30 Aug Diversity issues in the advertising world still hit a raw nerve for black professionals
First published in the Daily Maverick 168 weekly newspaper.
Stop talking about diversity in the integrated marketing communication sector and just get on with it already.
It’s hardly news: the industry (and clients) have talked about a lack of diversity for years and yet, in 2021, at the most prestigious marketing conference in Africa, such conversations are still being had – and needed.
It wasn’t the only discussion at the recent Nedbank IMC Conference – held virtually for a second year in a row because of the pandemic.
A host of top local and international speakers spoke powerfully about stories that sell, improving the industry in the pandemic era, opportunity, the power of going viral, and averting a crisis, but when Monalisa Zwambila and Sylvester Chauke spoke from the heart about not being heard or seen in a sector both feel so passionate about, it hit a raw nerve.
Chauke, the founder of marketing and brand consultancy DNA Brand Architects, has helped shape some of the biggest brands in SA, including Nandos, MTV, Comedy Central, DStv and Coca-Cola.
Chauke and his agency have won many accolades, most recently being named the Adweek Top 100 Fastest Growing Agency for 2020 and a PRISM for Campaign of the Year in 2019.
“Our industry is an exciting industry,”
Chauke said
If the industry was brutally honest with itself, Chauke said, it would face up to its biggest problems: not making space for difference, fearing speaking out, and walking on eggshells about diversity.
In 2019, DNA Brand Architects became the first black-run ad agency to win a PRISM Award, Africa’s most sought-after PR award. In 2021, they won the first black-owned Best Large PR Agency of the Year.

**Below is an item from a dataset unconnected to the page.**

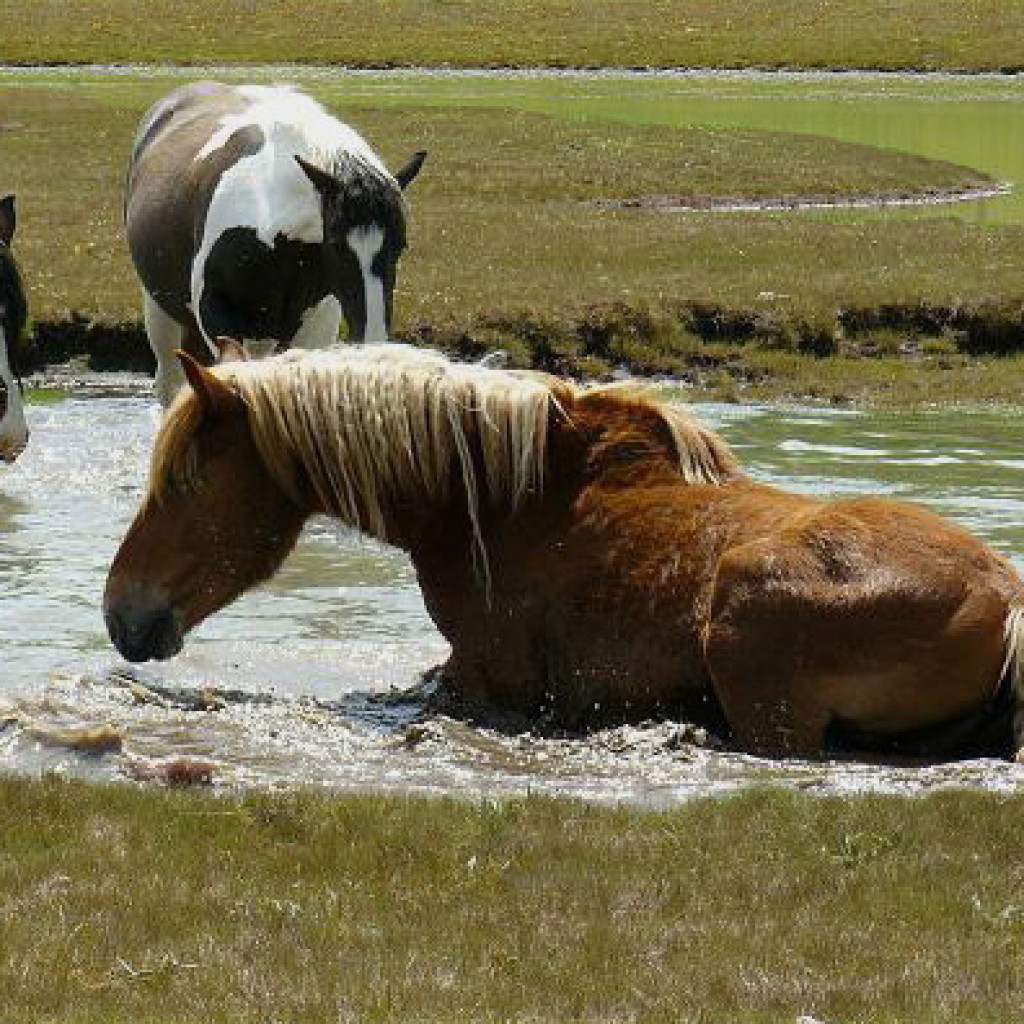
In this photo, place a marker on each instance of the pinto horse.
(13, 312)
(252, 212)
(591, 555)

It was really cool, Chauke admits, but also “kind of embarrassing in a country that is serving majority black consumers. And I think that that is something that we need to look at quite closely… As an agency founder and chief, I fully understand the real fear that sits amongst agencies, the fear of long-term client relationships being at risk of extinction.
As a result, there is not enough honesty coming from clients and agencies. The barriers are real, and they’re reinforced for many, many people.
Zwambila agrees. As the founder and CEO of the full-service Riverbed Agency, she is on the board of the Association of Communications and Advertising and the Advertising Regulatory Board.
She is an industry veteran, with a string of awards behind her, including the MarkLives Woman of the Year for 2020, but it has been “a journey … of struggle, challenge, resilience and celebration”.
Many of the challenges have come from a lack of diversity in the industry, she says, so when she was asked to speak about making diversity in marketing the star of the show, it was a topic close to her heart and soul.
Almost 30 years after the fall of apartheid, the gender disparities remain enormous. “We’ve got gender pay gaps, amongst a plethora of other challenges that women face, and these barriers really create a problem for women to succeed not only in our industry, but broadly as well.
There has been progress, Zwambila says. Women have done amazing things, especially women of colour – the first woman of colour is now the vice-president of the US, and Ellen Sirleaf Johnson became the first woman in Africa elected as president of her country.
It shows that black excellence is starting to be recognised. Yet, although change is happening and can be applauded, the reality is that it should make us uncomfortable too, Zwambila says.
Citing Mark Lives data, Zwambila says the advertising industry’s revenue is about R7-billion, and that close to 70% of that market share is held by multinationals through network agencies; the rest of the market is held by network agencies or independents, and only 5% of that is held by black agencies.
This is wrong, she says, and something needs to change.
It’s demoralising, she says, to be told their agency is too small to do the work when other agencies are given opportunities.
Black agencies are tired of being “given a chance”.
“We want to be given an opportunity. Change is critical.”
“We want to be given an opportunity. Change is critical.”